Germany rejects redrawing Western Balkan borders

Prime Minister of Kosovo Albin Kurti (L) welcomes German Foreign Minister Heiko Maas (R) ahead of their meeting in Pristina, Kosovo, 22 April 2021. [EPA-EFE/VALDRIN XHEMAJ]

German Foreign Minister Heiko Maas has rejected a redrawing of borders in the Western Balkans along ethnic lines and the idea has been “put back into a drawer”.

Speaking during a joint press conference with Kosovan President Vjosa Osmani, Maas reiterated that Germany opposes redrawing borders in the Balkans, which according to him “belongs to the past”, is dangerous and unrealistic.

A document proposing controversial border changes across the Western Balkans caused a political storm in the region and in Brussels last week by suggesting that the creation of a Greater Serbia, a Greater Albania and a Greater Croatia could help resolve national tensions holding up EU integration in the region.
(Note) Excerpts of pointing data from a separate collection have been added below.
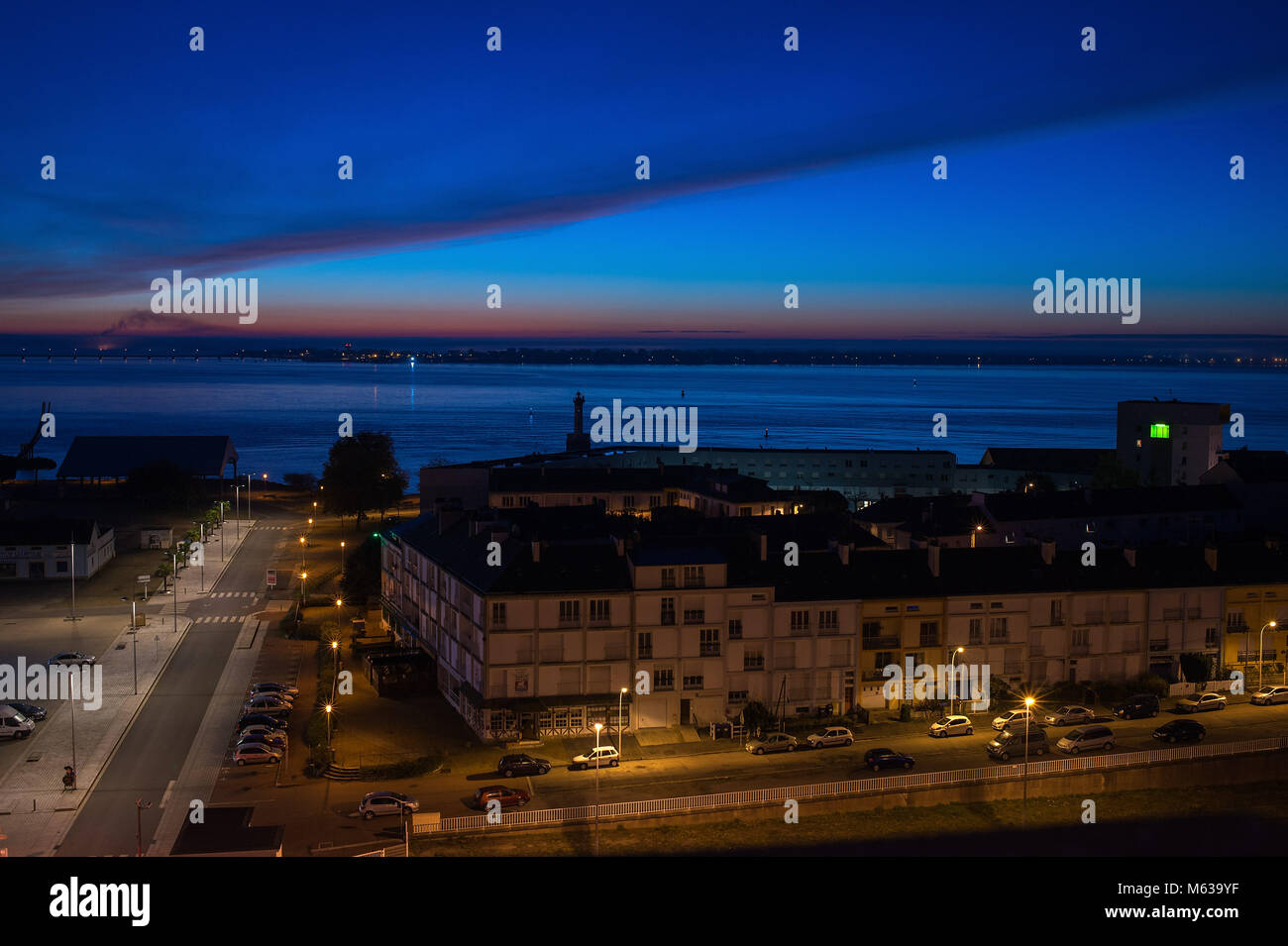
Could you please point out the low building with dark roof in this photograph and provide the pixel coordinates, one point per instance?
(44, 549)
(116, 457)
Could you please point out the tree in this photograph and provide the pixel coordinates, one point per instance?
(362, 473)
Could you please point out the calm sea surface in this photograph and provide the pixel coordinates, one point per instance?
(282, 415)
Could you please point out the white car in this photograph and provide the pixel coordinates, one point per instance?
(1013, 718)
(1201, 703)
(832, 735)
(604, 755)
(256, 753)
(1269, 695)
(952, 726)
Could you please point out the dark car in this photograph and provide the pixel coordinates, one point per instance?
(506, 795)
(257, 739)
(262, 718)
(29, 709)
(1181, 731)
(519, 764)
(876, 760)
(1137, 706)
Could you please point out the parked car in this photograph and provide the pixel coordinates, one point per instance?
(1181, 731)
(375, 803)
(876, 760)
(71, 658)
(259, 719)
(275, 743)
(952, 726)
(1201, 703)
(832, 735)
(275, 687)
(29, 709)
(254, 753)
(605, 755)
(519, 764)
(1012, 743)
(1265, 696)
(1068, 716)
(772, 742)
(14, 725)
(506, 795)
(1016, 717)
(259, 729)
(268, 705)
(1137, 706)
(1085, 739)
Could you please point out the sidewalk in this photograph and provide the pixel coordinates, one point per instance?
(35, 808)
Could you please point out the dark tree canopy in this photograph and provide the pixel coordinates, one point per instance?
(362, 473)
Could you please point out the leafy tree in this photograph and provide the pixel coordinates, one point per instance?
(362, 473)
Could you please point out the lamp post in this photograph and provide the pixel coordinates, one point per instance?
(597, 727)
(1261, 650)
(621, 723)
(141, 806)
(1024, 811)
(952, 671)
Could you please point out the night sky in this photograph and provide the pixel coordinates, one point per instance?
(768, 167)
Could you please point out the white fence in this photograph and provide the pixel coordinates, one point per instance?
(832, 789)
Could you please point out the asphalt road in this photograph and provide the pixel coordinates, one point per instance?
(155, 748)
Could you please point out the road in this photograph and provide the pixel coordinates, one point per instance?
(155, 748)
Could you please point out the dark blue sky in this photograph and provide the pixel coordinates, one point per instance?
(768, 167)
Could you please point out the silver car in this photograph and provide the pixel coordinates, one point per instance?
(1201, 703)
(1270, 695)
(1085, 739)
(1068, 716)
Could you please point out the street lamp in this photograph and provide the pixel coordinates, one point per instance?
(1028, 717)
(952, 671)
(597, 727)
(1261, 650)
(619, 723)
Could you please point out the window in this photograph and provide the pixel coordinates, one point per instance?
(997, 628)
(708, 641)
(928, 633)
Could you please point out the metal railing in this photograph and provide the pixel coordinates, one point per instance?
(866, 787)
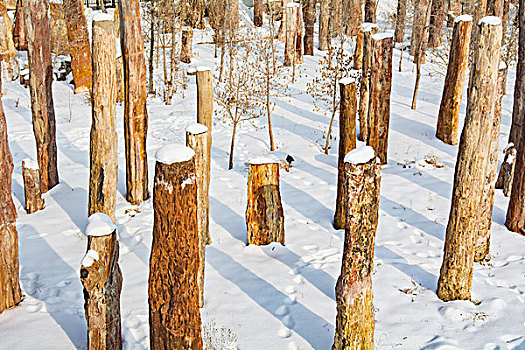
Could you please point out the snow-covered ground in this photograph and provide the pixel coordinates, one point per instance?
(271, 297)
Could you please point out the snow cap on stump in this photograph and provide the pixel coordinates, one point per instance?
(360, 155)
(174, 153)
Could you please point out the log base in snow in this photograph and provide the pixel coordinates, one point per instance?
(264, 211)
(34, 200)
(102, 280)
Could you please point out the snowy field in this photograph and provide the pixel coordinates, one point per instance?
(271, 297)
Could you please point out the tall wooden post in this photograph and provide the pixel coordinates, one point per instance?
(448, 117)
(472, 165)
(347, 142)
(197, 139)
(174, 315)
(78, 36)
(487, 204)
(354, 327)
(102, 281)
(40, 86)
(135, 113)
(10, 293)
(364, 89)
(380, 89)
(264, 211)
(104, 144)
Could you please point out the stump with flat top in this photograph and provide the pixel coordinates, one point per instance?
(354, 327)
(264, 211)
(102, 281)
(174, 314)
(33, 195)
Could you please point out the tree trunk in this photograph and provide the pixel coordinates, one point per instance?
(102, 281)
(135, 113)
(264, 211)
(355, 315)
(19, 33)
(40, 83)
(33, 196)
(78, 37)
(174, 315)
(518, 110)
(258, 13)
(293, 53)
(364, 89)
(437, 17)
(104, 144)
(380, 89)
(197, 139)
(324, 22)
(472, 166)
(186, 42)
(400, 20)
(309, 23)
(347, 142)
(370, 11)
(10, 293)
(448, 117)
(487, 203)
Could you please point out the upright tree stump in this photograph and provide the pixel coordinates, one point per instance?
(364, 89)
(380, 89)
(347, 142)
(293, 52)
(472, 165)
(104, 145)
(78, 36)
(102, 281)
(448, 117)
(309, 23)
(174, 315)
(33, 195)
(400, 21)
(10, 293)
(40, 86)
(264, 211)
(135, 113)
(197, 139)
(186, 44)
(355, 316)
(487, 204)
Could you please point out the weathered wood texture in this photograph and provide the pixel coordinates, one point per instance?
(309, 23)
(19, 33)
(448, 117)
(264, 211)
(33, 195)
(364, 88)
(186, 44)
(437, 17)
(482, 247)
(40, 84)
(518, 109)
(10, 293)
(102, 281)
(400, 21)
(174, 315)
(135, 113)
(472, 167)
(293, 52)
(380, 90)
(78, 35)
(197, 139)
(355, 316)
(347, 142)
(103, 145)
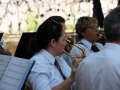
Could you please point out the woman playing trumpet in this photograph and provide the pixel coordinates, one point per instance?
(48, 45)
(87, 32)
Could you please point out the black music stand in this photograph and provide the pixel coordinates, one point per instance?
(22, 50)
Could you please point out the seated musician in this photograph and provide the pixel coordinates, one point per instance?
(101, 70)
(88, 33)
(3, 49)
(51, 72)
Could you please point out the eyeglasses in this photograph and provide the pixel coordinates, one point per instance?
(93, 27)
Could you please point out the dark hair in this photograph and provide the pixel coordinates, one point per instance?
(47, 30)
(82, 23)
(57, 19)
(112, 25)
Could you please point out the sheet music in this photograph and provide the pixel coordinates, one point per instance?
(3, 63)
(14, 73)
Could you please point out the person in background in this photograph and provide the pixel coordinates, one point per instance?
(3, 49)
(60, 20)
(88, 33)
(101, 70)
(50, 72)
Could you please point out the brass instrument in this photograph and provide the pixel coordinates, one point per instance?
(72, 57)
(100, 35)
(81, 48)
(1, 48)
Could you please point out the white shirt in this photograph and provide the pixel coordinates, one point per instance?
(86, 45)
(100, 70)
(44, 75)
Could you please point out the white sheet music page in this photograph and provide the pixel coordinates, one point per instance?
(14, 74)
(4, 59)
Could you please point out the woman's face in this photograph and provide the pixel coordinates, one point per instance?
(91, 33)
(61, 43)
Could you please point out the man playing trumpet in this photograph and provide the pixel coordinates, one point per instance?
(87, 32)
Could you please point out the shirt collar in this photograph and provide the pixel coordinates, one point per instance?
(112, 46)
(48, 56)
(86, 43)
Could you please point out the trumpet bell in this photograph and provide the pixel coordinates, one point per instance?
(81, 48)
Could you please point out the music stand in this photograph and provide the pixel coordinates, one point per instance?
(21, 50)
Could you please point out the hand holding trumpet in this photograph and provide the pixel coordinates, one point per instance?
(75, 64)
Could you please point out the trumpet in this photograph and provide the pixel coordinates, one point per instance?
(72, 57)
(81, 48)
(1, 48)
(100, 35)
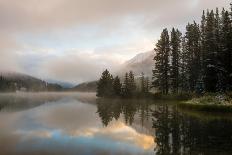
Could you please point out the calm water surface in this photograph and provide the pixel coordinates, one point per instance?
(78, 123)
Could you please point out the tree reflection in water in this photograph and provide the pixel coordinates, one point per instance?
(176, 132)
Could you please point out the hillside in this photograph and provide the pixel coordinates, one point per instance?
(12, 81)
(86, 87)
(142, 62)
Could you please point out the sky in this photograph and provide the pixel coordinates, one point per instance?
(75, 40)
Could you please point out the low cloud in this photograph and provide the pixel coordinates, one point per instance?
(74, 40)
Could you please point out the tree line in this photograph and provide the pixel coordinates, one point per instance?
(198, 60)
(109, 86)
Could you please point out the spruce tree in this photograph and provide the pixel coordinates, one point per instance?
(175, 45)
(132, 85)
(162, 67)
(117, 86)
(192, 38)
(126, 86)
(105, 85)
(142, 83)
(210, 68)
(226, 53)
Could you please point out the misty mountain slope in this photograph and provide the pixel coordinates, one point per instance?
(86, 87)
(142, 62)
(12, 81)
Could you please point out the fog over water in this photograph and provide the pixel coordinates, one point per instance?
(79, 123)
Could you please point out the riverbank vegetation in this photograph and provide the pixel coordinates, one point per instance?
(195, 62)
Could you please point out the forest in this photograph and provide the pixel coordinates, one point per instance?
(197, 60)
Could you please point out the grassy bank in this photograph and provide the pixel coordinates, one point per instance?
(209, 103)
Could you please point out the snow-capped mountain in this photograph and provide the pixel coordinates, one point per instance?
(13, 81)
(142, 62)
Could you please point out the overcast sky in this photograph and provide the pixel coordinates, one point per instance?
(75, 40)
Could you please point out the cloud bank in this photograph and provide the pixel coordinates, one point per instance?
(74, 40)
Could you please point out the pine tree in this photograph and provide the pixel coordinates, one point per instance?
(192, 38)
(147, 86)
(126, 86)
(226, 44)
(210, 66)
(142, 83)
(117, 86)
(184, 57)
(132, 85)
(105, 85)
(162, 67)
(175, 45)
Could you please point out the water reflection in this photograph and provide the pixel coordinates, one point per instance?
(81, 124)
(175, 131)
(68, 125)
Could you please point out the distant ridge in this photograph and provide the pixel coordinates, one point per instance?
(13, 81)
(142, 62)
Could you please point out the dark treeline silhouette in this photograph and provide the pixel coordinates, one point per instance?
(176, 131)
(26, 84)
(108, 86)
(199, 60)
(180, 133)
(196, 61)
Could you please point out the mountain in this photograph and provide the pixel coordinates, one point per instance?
(86, 87)
(64, 84)
(12, 81)
(142, 62)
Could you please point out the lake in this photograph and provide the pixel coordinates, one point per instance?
(79, 123)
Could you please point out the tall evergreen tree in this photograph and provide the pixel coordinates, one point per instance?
(105, 85)
(142, 83)
(117, 86)
(210, 68)
(132, 85)
(126, 86)
(175, 45)
(162, 66)
(226, 53)
(192, 38)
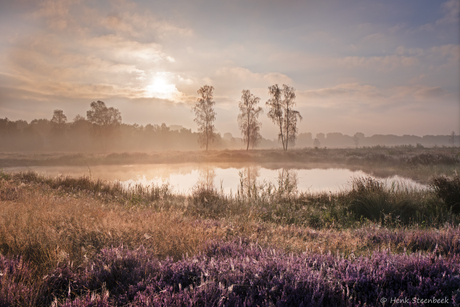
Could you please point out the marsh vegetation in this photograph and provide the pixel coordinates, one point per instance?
(78, 241)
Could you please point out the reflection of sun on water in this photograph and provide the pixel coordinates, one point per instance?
(160, 88)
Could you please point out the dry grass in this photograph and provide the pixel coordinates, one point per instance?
(46, 227)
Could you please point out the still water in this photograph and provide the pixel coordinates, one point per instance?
(182, 178)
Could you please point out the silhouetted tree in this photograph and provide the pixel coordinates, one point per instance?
(58, 117)
(282, 113)
(357, 138)
(105, 120)
(247, 119)
(276, 111)
(316, 142)
(205, 115)
(58, 126)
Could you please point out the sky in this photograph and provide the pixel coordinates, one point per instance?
(377, 67)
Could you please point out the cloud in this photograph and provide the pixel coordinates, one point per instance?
(417, 92)
(352, 93)
(244, 74)
(379, 63)
(74, 58)
(451, 10)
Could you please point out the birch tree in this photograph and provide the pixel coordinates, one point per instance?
(248, 119)
(105, 121)
(205, 116)
(281, 112)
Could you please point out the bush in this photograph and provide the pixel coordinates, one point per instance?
(448, 189)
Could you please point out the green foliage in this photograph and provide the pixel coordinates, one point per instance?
(448, 189)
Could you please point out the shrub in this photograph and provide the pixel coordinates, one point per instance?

Asked by EURACTIV, European Council President’s Charles Michel’s office could not deny receiving the paper or provide any further comment.

“I want to emphasise that we consider unrealistic and very dangerous any ideas of drawing lines on maps,” Maas said.

The German foreign minister also said recognition of Kosovo by Serbia will be one of the elements of the EU-sponsored dialogue and told the parties that compromises are needed to reach a solution. Read more.

“Of course, recognition of Kosovo will be one of the elements of the solution. It is normal to have compromises in the dialogue on normalisation,” Maas said during his official visit to Pristina on Thursday.

“I don’t want to draw red lines. I know that because of the historical circumstances it will be difficult, and I don’t want to make the process more difficult, but in the end, solutions must be found for all issues,” the German minister said.

In turn, Kosovo President Osmani said that the dialogue between Kosovo and Serbia needs a “reset” and Priština will not “enter adventures on changing borders.”

EURACTIV understands that the issue of the non-paper is not on the agenda of the EU’s foreign affairs ministers’ meeting with their Western Balkan counterparts in May, but could be raised by participants as “any other business”.